Correlation
Correlation measures the strength and direction of the relationship between two variables. It helps to understand how changes in one variable are associated with changes in another.
Meaning and Definition: Correlation describes the degree to which two variables move in relation to each other. Values range from -1 to +1:
+1: Perfect positive correlation.
0: No correlation.
-1: Perfect negative correlation.
Use of Correlation: Commonly used in statistics, economics, and science to identify relationships between variables and make predictions.
Covariance: Measures the extent to which two variables change together. It's the raw form of correlation but lacks standardization.
Scatter Diagram: A graphical representation where data points are plotted to visualize the relationship between two variables.
Types of Correlation:
Positive: Both variables increase or decrease together.
Negative: One variable increases while the other decreases.
No Correlation: No apparent relationship between the variables.

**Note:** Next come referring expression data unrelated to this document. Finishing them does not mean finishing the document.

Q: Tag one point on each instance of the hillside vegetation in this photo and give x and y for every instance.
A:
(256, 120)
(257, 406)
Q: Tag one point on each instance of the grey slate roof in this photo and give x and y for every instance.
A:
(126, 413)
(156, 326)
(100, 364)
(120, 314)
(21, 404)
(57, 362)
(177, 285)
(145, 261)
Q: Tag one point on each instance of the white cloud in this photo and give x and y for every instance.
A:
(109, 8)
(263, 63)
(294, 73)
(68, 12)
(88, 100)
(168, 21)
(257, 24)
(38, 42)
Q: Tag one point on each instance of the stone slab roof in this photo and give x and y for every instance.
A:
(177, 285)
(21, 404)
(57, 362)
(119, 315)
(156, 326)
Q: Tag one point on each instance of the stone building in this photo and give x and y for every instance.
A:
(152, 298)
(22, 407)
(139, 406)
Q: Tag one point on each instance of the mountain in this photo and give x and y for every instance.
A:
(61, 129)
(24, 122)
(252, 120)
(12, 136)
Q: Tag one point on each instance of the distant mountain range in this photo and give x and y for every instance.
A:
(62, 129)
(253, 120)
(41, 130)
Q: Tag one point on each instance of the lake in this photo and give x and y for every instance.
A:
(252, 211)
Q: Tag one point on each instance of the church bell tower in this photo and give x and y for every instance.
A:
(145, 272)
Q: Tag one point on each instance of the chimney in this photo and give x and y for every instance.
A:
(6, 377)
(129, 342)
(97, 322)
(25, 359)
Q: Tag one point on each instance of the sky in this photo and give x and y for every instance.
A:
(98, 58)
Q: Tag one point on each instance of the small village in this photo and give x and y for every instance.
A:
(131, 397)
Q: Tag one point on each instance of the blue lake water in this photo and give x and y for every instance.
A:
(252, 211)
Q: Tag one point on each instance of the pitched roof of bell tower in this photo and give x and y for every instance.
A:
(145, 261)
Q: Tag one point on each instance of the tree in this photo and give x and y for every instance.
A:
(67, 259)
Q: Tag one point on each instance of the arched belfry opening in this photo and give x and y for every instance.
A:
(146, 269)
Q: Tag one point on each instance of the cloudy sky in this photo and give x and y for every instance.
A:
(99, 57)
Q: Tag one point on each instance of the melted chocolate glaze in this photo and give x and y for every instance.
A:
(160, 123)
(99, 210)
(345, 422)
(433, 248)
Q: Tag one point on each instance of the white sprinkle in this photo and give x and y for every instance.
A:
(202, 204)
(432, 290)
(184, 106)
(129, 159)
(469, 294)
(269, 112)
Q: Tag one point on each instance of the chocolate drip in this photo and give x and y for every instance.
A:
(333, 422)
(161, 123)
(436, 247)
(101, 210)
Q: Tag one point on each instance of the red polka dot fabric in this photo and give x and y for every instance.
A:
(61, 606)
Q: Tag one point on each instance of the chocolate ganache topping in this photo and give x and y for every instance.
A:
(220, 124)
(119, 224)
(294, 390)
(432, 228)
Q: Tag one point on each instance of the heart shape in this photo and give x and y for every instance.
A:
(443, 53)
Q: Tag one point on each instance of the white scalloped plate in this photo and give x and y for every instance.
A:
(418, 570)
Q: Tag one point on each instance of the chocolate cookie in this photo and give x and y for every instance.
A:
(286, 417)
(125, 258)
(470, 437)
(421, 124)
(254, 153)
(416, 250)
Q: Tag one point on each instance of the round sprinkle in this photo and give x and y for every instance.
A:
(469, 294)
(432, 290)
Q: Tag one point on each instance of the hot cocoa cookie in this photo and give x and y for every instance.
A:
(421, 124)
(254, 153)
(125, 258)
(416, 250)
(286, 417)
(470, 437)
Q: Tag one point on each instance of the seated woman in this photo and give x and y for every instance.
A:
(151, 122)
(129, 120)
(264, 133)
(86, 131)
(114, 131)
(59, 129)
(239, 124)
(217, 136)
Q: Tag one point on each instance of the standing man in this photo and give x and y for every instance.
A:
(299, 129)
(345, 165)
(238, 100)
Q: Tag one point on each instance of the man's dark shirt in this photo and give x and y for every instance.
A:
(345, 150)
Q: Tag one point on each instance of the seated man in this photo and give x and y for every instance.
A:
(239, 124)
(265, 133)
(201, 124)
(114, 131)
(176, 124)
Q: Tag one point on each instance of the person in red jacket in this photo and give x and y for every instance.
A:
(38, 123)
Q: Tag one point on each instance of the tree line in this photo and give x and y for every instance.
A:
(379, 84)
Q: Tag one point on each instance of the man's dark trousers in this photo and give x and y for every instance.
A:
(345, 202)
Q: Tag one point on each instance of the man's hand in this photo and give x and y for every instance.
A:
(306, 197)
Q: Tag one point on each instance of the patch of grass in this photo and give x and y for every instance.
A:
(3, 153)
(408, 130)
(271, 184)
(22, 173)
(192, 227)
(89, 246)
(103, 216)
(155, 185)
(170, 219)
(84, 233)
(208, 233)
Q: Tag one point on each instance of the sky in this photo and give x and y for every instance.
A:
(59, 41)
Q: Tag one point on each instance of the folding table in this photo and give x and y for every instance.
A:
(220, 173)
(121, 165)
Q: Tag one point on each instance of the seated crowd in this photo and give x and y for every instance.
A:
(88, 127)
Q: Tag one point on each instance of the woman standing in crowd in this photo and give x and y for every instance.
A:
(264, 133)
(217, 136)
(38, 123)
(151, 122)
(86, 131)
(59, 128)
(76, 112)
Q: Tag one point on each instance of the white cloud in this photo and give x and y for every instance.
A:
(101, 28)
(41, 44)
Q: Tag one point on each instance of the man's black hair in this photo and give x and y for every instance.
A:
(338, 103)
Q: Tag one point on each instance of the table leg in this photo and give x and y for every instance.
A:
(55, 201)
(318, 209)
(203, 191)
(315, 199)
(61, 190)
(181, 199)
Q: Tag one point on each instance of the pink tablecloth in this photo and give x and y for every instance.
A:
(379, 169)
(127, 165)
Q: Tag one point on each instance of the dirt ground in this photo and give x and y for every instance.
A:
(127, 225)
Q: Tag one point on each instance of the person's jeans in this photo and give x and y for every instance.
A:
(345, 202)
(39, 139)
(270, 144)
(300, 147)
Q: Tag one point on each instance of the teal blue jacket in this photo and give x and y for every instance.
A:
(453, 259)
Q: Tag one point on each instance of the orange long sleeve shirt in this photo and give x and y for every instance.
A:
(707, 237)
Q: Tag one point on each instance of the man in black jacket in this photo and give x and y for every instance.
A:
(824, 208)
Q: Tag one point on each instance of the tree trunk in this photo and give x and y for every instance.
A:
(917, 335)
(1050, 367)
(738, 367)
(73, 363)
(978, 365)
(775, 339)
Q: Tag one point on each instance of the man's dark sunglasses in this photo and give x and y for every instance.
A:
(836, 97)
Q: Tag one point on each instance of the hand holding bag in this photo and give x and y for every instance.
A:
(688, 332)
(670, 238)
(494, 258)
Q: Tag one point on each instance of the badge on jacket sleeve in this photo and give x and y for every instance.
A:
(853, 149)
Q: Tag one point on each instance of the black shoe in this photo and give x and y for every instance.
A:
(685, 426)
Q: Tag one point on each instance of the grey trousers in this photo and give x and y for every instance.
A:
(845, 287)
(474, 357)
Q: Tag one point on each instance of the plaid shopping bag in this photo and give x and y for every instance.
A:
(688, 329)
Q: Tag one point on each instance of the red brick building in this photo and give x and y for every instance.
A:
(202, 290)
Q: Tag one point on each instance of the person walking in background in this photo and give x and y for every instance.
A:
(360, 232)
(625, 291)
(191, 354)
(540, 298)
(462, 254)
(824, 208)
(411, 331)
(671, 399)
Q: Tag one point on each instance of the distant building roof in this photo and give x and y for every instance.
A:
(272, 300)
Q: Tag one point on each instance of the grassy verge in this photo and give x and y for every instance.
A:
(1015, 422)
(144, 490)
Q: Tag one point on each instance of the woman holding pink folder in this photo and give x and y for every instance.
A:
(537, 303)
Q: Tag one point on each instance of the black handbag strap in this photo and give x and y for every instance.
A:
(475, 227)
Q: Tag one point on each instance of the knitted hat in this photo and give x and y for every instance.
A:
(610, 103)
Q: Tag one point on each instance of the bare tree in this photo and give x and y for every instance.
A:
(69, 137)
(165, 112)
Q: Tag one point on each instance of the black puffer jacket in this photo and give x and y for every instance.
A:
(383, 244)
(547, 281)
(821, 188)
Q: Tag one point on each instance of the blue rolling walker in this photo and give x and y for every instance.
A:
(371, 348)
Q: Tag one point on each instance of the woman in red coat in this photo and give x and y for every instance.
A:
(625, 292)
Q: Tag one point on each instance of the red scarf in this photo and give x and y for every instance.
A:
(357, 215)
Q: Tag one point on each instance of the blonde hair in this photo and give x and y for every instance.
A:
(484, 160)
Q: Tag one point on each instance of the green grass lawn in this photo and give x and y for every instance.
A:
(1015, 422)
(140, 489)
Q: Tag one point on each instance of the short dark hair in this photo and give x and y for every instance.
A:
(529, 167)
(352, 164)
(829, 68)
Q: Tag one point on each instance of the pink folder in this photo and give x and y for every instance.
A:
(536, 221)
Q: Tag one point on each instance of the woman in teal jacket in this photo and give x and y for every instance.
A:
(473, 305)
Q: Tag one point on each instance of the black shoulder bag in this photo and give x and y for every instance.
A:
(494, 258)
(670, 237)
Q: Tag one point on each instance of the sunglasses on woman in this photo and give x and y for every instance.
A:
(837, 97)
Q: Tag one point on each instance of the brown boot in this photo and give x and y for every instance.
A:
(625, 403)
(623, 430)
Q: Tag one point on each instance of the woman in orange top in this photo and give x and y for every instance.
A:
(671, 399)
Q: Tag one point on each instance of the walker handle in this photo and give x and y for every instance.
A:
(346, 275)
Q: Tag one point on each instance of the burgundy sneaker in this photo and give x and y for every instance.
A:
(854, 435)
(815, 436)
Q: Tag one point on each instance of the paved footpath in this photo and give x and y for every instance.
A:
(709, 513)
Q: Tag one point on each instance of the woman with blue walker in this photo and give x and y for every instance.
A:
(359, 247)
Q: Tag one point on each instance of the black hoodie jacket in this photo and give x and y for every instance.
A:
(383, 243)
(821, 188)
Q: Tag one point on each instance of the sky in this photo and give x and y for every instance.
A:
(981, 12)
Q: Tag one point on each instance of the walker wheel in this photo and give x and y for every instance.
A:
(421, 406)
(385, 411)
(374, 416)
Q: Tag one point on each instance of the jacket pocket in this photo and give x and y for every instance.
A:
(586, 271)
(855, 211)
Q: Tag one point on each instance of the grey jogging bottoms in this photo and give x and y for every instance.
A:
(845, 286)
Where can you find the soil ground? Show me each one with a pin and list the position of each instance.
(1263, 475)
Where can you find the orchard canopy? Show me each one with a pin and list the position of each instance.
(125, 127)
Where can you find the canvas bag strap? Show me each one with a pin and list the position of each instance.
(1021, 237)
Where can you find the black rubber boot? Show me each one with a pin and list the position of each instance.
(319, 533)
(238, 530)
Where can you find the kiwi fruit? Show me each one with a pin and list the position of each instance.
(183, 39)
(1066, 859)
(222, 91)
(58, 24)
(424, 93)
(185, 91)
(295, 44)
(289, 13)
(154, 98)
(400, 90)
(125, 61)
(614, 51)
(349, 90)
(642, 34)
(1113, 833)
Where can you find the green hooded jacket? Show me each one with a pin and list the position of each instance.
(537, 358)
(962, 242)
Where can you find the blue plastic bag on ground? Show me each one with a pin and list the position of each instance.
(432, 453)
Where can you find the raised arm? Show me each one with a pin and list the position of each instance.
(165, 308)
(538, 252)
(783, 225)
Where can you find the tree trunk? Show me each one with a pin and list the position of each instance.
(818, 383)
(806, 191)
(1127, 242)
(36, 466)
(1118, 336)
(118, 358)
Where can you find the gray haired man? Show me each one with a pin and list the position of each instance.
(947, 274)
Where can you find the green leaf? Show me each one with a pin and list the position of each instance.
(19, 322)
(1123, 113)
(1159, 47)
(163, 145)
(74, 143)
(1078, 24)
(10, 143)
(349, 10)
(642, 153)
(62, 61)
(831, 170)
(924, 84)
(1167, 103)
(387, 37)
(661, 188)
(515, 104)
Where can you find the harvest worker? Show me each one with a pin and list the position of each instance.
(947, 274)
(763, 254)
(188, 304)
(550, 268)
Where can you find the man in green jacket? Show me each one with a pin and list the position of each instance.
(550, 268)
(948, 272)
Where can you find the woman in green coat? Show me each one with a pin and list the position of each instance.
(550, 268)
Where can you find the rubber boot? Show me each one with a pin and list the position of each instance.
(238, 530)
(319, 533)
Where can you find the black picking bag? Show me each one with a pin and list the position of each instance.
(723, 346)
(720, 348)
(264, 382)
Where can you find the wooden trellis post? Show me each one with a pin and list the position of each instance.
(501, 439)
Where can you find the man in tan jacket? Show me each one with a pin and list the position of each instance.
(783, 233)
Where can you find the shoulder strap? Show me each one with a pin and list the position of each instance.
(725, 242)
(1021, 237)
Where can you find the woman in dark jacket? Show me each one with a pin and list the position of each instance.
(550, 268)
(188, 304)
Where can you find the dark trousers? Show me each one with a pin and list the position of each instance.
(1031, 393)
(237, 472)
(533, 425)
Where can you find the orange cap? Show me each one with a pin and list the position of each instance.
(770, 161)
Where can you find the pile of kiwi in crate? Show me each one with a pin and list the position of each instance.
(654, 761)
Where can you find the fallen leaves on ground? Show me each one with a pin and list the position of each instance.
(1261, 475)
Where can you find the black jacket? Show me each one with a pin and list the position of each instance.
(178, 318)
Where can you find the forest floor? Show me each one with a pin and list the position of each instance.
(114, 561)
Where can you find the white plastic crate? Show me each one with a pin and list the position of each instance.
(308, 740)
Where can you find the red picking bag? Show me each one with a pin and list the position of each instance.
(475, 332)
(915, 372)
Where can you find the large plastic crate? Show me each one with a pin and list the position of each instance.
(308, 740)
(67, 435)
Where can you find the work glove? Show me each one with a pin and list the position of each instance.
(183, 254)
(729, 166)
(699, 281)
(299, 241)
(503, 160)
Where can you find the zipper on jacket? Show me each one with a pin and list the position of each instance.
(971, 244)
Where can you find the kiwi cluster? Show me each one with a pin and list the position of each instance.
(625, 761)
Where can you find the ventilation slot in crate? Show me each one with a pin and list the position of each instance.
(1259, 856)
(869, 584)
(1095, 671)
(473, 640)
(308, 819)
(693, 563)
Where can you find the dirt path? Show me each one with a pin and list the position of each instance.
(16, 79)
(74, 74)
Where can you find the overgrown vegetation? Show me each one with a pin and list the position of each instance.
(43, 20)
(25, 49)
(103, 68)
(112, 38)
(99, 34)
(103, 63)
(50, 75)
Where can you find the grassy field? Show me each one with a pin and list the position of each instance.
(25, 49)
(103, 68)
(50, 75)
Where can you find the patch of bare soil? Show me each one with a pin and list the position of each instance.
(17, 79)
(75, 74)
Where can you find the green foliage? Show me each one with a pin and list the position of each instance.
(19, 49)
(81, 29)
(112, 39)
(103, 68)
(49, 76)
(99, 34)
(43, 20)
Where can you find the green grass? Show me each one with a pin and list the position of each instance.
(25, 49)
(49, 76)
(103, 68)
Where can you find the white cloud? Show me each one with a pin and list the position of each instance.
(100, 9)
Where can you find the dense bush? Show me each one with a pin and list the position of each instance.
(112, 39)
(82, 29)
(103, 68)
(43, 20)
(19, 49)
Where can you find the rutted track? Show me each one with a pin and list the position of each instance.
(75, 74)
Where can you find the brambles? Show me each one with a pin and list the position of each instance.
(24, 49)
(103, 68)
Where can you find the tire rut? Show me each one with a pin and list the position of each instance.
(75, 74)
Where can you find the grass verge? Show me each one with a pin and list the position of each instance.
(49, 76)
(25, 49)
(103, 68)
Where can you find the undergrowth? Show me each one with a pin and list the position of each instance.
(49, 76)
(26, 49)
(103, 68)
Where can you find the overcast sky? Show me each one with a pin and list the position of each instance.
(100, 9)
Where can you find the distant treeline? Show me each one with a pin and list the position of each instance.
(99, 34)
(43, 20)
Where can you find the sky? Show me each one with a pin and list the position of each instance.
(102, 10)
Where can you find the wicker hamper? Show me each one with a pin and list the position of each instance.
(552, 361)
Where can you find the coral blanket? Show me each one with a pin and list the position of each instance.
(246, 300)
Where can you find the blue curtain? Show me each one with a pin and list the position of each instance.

Karl Pearson’s Correlation Coefficient: A mathematical formula to measure linear correlation. It’s sensitive to outliers and assumes the relationship is linear.
Spearman’s Rank Correlation Coefficient: Measures the relationship between two ranked variables, useful for non-linear data.
Probable Error: An indicator of the reliability of the correlation coefficient. It provides a range within which the true correlation likely falls.
Regression
Regression analysis helps understand the relationship between dependent (response) and independent (predictor) variables and predicts the value of one variable based on another.
Meaning and Utility:
Regression predicts the outcome (dependent variable) based on the predictor (independent variable).
It’s widely used in forecasting, trend analysis, and decision-making.
Comparison Between Correlation and Regression:
Correlation: Measures the strength and direction of a relationship.
Regression: Explains the nature of the relationship and makes predictions.
Correlation is symmetric, while regression is not.
Regression Lines:
X on Y: Predicting X based on Y.
Y on X: Predicting Y based on X.
Regression Equations: Mathematical equations representing regression lines. Examples:
𝑌=𝑎+𝑏𝑋
(where 𝑎 is the intercept and 𝑏 is the slope).
𝑋=𝑐+𝑑𝑌
Regression Coefficients: Indicate the rate of change in the dependent variable for a unit change in the independent variable. These coefficients are essential for understanding the strength and direction of the relationship.